Bien, él les podía haber prometido una cierta fidelidad, pero a Jaime Berenguer no lo cazarían como a una rata. No tenía ninguna intención de llegar a la perfección en esta vida y tampoco en la siguiente, si la había. En realidad no sentía ninguna prisa. Él jugaría para ganar y para que Karen ganara con él.

Y de perder la partida, con su fracaso seguramente dejaría la piel. Lo de ser mártir tendría para los cátaros múltiples compensaciones espirituales pero, por si acaso se equivocaban, él iba a concederse una pequeña satisfacción material.
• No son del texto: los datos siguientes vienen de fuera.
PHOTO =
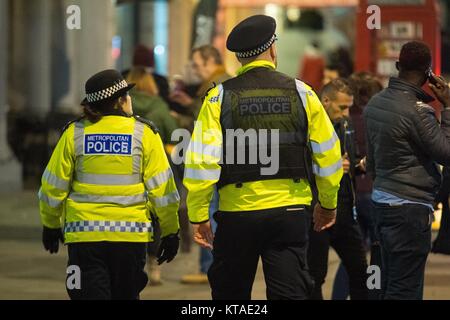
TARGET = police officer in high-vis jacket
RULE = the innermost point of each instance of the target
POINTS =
(107, 176)
(265, 184)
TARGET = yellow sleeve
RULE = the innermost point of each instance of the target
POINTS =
(326, 150)
(202, 168)
(160, 184)
(56, 180)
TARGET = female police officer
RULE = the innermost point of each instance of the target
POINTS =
(108, 171)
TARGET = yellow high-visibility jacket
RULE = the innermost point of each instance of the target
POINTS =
(104, 178)
(202, 168)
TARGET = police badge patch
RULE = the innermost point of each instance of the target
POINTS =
(108, 144)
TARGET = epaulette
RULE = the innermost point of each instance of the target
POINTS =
(148, 123)
(70, 122)
(207, 91)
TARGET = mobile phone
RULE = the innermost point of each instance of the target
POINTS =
(430, 76)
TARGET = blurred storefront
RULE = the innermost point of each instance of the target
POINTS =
(43, 64)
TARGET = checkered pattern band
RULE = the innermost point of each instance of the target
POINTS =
(257, 51)
(106, 93)
(108, 226)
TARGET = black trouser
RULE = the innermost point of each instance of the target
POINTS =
(346, 239)
(279, 236)
(405, 238)
(109, 270)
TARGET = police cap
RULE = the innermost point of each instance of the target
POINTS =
(252, 36)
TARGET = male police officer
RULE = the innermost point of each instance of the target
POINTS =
(262, 212)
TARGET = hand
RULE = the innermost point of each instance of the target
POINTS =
(323, 218)
(441, 90)
(182, 98)
(168, 248)
(51, 239)
(203, 234)
(345, 163)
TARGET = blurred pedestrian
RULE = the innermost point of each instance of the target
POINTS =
(148, 104)
(313, 64)
(107, 171)
(208, 66)
(405, 142)
(365, 86)
(144, 57)
(345, 236)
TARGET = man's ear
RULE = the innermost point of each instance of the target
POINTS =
(273, 53)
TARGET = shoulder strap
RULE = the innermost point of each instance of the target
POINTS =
(149, 123)
(70, 122)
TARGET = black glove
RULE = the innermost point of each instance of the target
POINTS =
(168, 248)
(51, 239)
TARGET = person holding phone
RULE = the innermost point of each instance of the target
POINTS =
(405, 143)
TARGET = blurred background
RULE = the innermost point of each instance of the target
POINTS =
(44, 65)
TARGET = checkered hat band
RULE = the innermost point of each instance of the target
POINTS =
(257, 51)
(106, 93)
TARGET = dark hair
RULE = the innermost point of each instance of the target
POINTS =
(94, 112)
(209, 51)
(415, 56)
(337, 85)
(365, 85)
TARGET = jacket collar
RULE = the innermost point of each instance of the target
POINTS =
(399, 84)
(255, 64)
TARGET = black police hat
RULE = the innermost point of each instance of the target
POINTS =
(252, 36)
(104, 85)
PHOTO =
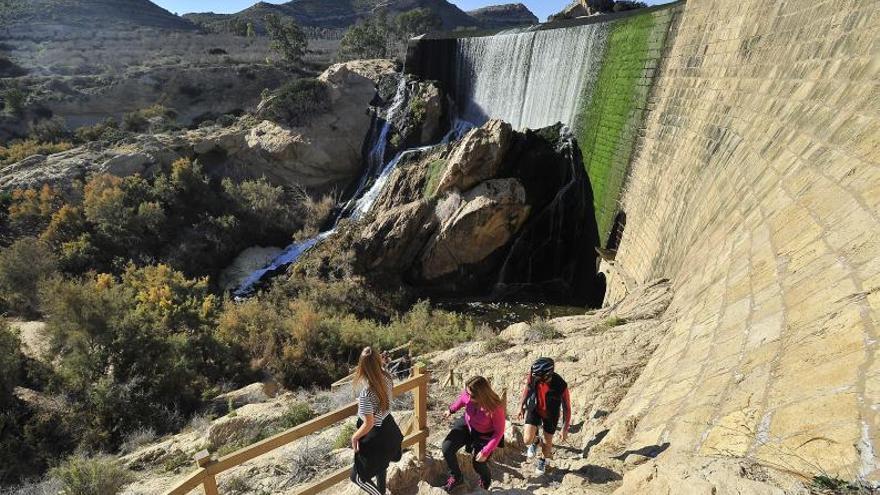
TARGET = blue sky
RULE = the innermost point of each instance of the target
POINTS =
(541, 8)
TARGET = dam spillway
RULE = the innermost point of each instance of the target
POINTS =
(742, 141)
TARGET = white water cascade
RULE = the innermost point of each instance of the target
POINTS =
(531, 79)
(363, 198)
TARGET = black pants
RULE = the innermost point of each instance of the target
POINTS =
(377, 488)
(461, 436)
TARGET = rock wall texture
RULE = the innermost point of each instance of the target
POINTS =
(612, 109)
(755, 188)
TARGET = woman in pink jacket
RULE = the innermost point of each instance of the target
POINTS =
(481, 431)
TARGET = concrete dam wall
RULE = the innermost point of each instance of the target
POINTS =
(742, 141)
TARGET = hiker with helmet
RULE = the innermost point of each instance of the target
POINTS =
(376, 443)
(545, 394)
(480, 431)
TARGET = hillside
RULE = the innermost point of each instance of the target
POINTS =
(335, 14)
(88, 13)
(504, 16)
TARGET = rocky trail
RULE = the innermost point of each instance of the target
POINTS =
(601, 354)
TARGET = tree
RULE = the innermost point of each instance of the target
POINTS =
(14, 99)
(287, 39)
(417, 21)
(372, 38)
(23, 265)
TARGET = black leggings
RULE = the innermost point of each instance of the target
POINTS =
(377, 488)
(460, 436)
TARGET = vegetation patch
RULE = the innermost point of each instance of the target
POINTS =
(613, 108)
(540, 330)
(19, 150)
(83, 476)
(297, 102)
(435, 173)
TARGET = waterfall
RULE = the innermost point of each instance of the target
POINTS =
(531, 79)
(363, 198)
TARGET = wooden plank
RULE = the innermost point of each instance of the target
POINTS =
(241, 456)
(188, 484)
(325, 483)
(211, 486)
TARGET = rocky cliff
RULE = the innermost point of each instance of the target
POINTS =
(322, 154)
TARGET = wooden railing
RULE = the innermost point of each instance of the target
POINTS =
(209, 468)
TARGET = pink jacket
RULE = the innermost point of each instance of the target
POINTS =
(481, 421)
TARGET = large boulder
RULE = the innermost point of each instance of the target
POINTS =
(477, 158)
(483, 220)
(499, 211)
(323, 154)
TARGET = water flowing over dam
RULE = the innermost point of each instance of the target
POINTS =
(530, 79)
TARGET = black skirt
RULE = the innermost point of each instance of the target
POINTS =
(379, 448)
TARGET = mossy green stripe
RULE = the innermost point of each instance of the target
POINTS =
(606, 125)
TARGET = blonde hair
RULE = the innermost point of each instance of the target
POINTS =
(371, 372)
(481, 392)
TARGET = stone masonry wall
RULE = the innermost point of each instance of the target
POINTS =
(612, 109)
(755, 188)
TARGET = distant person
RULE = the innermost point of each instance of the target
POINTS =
(544, 397)
(377, 441)
(480, 431)
(403, 368)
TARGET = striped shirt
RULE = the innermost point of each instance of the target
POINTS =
(368, 403)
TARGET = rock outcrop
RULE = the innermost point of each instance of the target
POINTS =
(451, 218)
(324, 154)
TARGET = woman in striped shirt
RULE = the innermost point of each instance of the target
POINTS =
(377, 441)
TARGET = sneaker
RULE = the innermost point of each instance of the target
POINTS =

Antes de dejar su pellejo de mártir en la trifulca, se llevaría por delante a varios de aquellos bastardos llamados Guardianes.

Jaime pisó a fondo el acelerador del coche, que saltó hacia adelante como intentando cortar la negra noche que se abría frente a él. Mientras, en la radio sonaba a todo volumen el rap de moda To live and die in L.A. (Vivir y morir en Los Ángeles).

Mañana, sin falta, visitaría a Ricardo.